Dra. Anna Kingsford - Atual Restauração de Faculdade e de Conhecimento Predita na Bíblia

 

É a verdadeira ocorrência na presente época de uma restauração de faculdade e conhecimento, da natureza que aqui foi descrita, o que constitui a razão de ser da presente exposição da “Nova Interpretação”. Ela é o resultado do desejo de estudantes devotados e seguidores, ao mesmo tempo, da religião espiritual e da ciência espiritual para tornar universalmente acessível e conhecido aquilo que eles reconheceram como sendo, acima de qualquer questão, o “Novo Evangelho da Interpretação” por tanto tempo e tão positivamente prometido, e tão dolorosamente necessário.

            Não se trata de nenhum novo evangelho propriamente dito aquele que desse modo se busca transmitir. Ele nem adiciona nem subtrai do velho evangelho que é familiar à Cristandade. Trata-se de um novo evangelho somente na interpretação.
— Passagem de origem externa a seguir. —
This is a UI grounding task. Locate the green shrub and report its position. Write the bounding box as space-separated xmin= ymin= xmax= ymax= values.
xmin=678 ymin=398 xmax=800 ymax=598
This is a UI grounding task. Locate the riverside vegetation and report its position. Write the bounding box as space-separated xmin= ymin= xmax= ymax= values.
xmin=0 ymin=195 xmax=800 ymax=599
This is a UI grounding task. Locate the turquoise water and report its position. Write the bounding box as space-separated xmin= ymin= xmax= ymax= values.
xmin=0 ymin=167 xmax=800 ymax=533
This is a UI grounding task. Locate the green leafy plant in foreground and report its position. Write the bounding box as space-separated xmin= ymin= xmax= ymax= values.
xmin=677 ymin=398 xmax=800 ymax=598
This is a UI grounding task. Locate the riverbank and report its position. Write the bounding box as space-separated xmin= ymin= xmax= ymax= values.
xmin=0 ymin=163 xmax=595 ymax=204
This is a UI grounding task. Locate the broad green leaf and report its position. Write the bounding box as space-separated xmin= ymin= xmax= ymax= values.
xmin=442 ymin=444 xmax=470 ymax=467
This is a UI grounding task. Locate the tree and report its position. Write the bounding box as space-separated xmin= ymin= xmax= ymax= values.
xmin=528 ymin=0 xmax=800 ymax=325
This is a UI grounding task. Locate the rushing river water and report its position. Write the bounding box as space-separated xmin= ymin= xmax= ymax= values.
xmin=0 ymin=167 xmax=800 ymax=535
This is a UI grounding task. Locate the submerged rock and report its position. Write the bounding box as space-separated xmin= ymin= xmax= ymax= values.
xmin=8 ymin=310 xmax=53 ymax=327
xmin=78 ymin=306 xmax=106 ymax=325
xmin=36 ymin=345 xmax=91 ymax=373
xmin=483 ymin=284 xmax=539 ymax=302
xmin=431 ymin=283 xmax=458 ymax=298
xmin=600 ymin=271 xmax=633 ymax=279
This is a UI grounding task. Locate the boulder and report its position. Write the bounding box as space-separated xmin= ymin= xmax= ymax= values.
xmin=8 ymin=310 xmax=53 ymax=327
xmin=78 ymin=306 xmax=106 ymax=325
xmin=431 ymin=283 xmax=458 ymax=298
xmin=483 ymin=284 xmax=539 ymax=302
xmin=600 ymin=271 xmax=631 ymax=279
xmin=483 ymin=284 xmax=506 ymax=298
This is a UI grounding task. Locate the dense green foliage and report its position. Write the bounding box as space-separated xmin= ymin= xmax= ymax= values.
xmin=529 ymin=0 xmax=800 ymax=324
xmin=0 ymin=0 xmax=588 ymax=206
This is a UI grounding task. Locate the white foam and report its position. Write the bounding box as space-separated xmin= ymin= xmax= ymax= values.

E, assim sendo, trata-se de um evangelho no qual – ao mesmo tempo em que nada de novo é dito – aquilo que é interpretado é algo tão antigo que é como se tivesse sido esquecido e perdido; algo que, no entanto, é tão novo que parece ter eterna juventude e nunca se tornar obsoleto; tão puro e, além disso, tão profundo de modo a ter transcendido a compreensão e o reconhecimento de parte daquela “geração” – por tanto tempo dominante, mas cujo domínio agora se aproxima do fim – a qual, por causa de sua grosseira materialização das coisas espirituais, foi qualificada por Jesus de “adúltera”.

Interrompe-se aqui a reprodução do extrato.